The overall morphology of our ZrP samples depends on their preparation, as seen in Figure S3. When freshly mixed, the entire volume appears to be a turbid liquid crystal. However, this apparent uniform LC is a mixture of nanosheet-rich and water-rich phases, which can be partially separated by weak centrifugation. Each suspension was loaded into a cylindrical glass capillary (0.8 mm in diameter) and flame-sealed. The capillary was then swing-bucket-centrifuged at 7000× g for times ranging from a few minutes to 1 h. After this weak centrifugation, denser sediment was observed at the bottom of the capillary and clear supernatant at the top (Figure S3). We then immediately carried out SAXS measurements. No X-ray scattering was detected from the supernatant. The scattering from the liquid-crystalline sediment after centrifugation showed little change in either the Bragg peak position (open circles in Figure 1b) or the peak width as compared with the original suspension (Figure 1b inset). The apparent volume fraction of the sediment ϕ_sed, calculated based on the relative height of the sediment in the capillary after centrifugation (ϕ_sed/ϕ_sample = V_sample⁄V_sed), increases with centrifugation duration (dark pink region). But there is essentially no change in d until a threshold centrifugation duration and/or strength, above which the d spacing becomes substantially smaller (light pink region). These results suggest that the monolayer nanosheets in the original suspension phase separate into a water-rich phase and a nanosheet-rich phase in which the intersheet spacing is much smaller than t/ϕ_sample. Weak centrifugation (in the dark pink region of Figure 1b) stratifies these phases into two distinct regions without noticeably affecting their internal structure.

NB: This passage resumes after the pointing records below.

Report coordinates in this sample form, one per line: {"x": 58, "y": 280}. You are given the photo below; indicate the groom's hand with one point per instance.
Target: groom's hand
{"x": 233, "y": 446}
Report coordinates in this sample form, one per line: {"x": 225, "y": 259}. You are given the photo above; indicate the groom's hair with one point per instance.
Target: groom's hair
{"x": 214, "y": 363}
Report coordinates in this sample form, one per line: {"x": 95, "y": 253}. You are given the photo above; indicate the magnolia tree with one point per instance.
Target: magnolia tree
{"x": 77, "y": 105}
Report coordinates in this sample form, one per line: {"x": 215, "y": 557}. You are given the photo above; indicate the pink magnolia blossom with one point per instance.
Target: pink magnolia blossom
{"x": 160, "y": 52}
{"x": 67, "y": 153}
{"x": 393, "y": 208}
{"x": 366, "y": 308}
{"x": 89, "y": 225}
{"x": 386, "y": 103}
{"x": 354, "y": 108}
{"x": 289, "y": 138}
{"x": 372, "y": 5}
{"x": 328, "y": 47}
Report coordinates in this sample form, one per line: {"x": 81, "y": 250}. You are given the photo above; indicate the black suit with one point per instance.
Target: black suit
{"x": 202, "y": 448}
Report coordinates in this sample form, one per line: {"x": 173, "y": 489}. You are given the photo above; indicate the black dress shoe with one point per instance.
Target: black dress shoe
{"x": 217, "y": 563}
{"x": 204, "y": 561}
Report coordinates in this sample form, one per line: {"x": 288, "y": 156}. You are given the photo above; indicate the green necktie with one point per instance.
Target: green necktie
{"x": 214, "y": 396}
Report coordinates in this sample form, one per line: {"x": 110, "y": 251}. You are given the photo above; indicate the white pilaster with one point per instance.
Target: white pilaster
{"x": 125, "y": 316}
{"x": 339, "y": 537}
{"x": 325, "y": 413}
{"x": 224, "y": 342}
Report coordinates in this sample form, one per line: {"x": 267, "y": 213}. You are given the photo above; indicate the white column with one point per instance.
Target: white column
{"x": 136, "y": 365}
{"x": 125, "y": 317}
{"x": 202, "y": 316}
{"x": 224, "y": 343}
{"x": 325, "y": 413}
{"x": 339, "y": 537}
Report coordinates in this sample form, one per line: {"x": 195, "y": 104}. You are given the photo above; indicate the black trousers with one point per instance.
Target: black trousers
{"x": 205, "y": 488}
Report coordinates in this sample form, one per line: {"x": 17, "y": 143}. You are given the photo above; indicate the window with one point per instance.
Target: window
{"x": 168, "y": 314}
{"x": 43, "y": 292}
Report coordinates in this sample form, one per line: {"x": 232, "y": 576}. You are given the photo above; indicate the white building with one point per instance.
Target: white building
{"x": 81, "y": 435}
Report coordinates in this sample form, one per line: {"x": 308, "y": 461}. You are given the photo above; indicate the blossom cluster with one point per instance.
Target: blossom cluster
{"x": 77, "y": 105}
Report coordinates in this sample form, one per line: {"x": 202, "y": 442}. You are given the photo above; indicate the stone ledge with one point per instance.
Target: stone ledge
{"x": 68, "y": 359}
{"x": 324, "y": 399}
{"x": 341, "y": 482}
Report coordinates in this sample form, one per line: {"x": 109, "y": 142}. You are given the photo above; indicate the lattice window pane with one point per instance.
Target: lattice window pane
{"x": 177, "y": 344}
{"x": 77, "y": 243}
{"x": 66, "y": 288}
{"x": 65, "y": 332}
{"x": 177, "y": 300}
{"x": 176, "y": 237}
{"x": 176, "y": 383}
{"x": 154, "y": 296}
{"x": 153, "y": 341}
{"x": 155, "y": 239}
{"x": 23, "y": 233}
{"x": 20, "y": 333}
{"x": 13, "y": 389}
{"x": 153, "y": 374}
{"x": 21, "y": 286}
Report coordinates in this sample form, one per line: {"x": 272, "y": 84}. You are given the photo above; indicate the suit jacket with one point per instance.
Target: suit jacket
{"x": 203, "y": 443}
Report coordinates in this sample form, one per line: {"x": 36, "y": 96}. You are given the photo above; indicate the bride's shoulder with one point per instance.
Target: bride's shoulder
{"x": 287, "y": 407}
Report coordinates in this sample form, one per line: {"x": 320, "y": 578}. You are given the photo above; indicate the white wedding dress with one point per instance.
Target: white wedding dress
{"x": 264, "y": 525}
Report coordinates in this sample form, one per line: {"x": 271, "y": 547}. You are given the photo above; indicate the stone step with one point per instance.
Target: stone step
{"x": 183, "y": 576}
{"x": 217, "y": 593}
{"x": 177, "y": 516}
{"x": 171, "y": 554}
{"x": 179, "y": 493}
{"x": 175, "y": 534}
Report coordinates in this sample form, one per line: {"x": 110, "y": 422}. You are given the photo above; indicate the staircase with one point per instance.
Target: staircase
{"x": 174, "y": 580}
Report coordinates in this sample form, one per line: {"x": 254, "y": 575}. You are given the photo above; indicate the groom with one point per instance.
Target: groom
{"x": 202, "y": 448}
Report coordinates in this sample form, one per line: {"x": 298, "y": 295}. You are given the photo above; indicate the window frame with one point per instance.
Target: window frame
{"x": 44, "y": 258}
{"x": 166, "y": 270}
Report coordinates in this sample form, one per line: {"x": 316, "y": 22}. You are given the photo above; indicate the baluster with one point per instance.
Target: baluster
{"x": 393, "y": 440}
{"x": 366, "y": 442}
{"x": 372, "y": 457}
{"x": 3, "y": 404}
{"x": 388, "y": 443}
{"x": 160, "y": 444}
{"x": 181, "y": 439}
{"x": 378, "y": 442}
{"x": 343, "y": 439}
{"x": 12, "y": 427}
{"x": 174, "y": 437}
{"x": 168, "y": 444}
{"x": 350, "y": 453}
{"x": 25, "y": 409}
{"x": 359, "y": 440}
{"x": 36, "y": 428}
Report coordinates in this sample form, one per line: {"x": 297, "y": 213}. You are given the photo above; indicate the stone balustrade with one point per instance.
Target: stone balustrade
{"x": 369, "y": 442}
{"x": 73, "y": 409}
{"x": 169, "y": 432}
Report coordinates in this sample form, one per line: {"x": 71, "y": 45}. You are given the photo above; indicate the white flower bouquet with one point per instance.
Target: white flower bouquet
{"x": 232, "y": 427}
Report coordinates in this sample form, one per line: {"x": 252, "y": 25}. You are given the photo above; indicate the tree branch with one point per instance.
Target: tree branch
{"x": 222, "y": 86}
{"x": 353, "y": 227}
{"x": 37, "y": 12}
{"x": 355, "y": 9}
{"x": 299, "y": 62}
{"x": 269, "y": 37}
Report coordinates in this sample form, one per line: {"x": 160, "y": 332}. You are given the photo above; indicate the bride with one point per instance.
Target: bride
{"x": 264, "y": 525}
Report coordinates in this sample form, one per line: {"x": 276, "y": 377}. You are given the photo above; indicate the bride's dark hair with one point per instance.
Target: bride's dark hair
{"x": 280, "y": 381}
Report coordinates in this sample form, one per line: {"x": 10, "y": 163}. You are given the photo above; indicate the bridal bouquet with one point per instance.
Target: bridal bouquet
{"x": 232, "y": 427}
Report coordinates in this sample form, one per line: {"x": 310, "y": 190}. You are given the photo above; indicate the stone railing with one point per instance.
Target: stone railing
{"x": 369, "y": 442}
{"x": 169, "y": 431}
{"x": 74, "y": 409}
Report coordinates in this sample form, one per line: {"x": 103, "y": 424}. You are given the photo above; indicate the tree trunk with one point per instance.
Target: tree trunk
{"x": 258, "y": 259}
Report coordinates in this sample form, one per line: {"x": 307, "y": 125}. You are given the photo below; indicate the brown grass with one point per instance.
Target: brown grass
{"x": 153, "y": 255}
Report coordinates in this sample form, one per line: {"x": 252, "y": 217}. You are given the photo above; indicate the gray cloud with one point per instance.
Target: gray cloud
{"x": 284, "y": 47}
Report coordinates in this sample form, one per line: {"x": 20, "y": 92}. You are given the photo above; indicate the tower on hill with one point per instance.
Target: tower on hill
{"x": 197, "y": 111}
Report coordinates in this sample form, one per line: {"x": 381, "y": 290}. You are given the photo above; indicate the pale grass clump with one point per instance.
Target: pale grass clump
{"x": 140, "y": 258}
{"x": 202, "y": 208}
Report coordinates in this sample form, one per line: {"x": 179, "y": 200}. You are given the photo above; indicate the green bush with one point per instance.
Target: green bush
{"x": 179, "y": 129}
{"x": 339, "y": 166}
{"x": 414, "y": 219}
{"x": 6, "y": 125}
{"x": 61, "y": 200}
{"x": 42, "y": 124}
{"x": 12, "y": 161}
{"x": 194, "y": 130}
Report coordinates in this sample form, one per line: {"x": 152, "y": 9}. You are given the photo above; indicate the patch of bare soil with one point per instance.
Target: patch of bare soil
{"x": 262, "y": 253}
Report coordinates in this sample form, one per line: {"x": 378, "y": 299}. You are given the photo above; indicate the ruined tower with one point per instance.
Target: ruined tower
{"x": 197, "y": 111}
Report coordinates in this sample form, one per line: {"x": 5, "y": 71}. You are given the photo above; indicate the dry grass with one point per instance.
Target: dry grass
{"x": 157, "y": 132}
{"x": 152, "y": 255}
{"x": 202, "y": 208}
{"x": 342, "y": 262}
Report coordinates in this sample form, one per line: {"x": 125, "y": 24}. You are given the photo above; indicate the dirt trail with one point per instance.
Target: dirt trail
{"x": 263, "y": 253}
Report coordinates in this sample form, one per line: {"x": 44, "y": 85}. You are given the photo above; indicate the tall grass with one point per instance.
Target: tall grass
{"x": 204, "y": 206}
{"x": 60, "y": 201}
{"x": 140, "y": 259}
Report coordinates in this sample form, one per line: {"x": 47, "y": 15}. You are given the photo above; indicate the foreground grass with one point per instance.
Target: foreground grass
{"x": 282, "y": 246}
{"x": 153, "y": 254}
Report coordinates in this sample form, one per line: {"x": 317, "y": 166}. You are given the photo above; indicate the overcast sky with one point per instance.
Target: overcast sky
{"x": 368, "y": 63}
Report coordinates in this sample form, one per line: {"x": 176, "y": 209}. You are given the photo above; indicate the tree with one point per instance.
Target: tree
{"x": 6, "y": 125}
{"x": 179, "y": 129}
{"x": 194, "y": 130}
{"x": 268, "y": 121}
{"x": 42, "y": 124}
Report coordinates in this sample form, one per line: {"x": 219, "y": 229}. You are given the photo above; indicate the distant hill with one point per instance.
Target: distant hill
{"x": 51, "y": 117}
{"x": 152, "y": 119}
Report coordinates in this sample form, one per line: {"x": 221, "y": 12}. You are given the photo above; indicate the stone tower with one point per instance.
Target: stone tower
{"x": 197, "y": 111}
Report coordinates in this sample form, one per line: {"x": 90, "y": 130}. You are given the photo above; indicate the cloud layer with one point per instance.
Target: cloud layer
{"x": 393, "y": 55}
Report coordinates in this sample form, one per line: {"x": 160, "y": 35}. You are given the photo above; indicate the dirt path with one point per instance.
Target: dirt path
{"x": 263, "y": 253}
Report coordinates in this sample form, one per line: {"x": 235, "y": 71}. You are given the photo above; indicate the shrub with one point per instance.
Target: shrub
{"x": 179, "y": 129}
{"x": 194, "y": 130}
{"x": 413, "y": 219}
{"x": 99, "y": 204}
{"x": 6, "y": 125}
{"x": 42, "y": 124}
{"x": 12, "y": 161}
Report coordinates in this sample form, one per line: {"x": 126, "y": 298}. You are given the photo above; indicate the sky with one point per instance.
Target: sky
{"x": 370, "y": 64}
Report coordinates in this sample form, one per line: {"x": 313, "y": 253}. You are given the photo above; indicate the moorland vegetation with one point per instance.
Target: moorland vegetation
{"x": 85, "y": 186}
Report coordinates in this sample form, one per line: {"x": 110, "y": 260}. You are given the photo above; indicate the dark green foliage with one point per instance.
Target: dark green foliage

Confocal fluorescence microscopy, discussed next, indicates that the concentration of nanosheets in the water-rich phase is extremely low, essentially zero at the higher sample concentrations. Under this circumstance, if centrifugation achieved complete separation of the two phases and if the observed short-range, lamellar ordering corresponded to layers uniformly filled with sheets, then the dark pink region in Figure 1b would extend all the way to the black line (ϕ_sed = t/ϕ_sample,). The fact that the volume of the sedimented fraction gets smaller with no change in d indicates that centrifugation below the threshold does not compact the nanosheet-rich phase uniformly, resulting in packed ϕ_high domains embedded in ϕ_low regions. These morphologies will be discussed further below. That the entrained water-rich phase may not be completely separable by weak centrifugation is also indicated at lower concentrations, where the phase separation appears to result in a foam or gel of the two phases.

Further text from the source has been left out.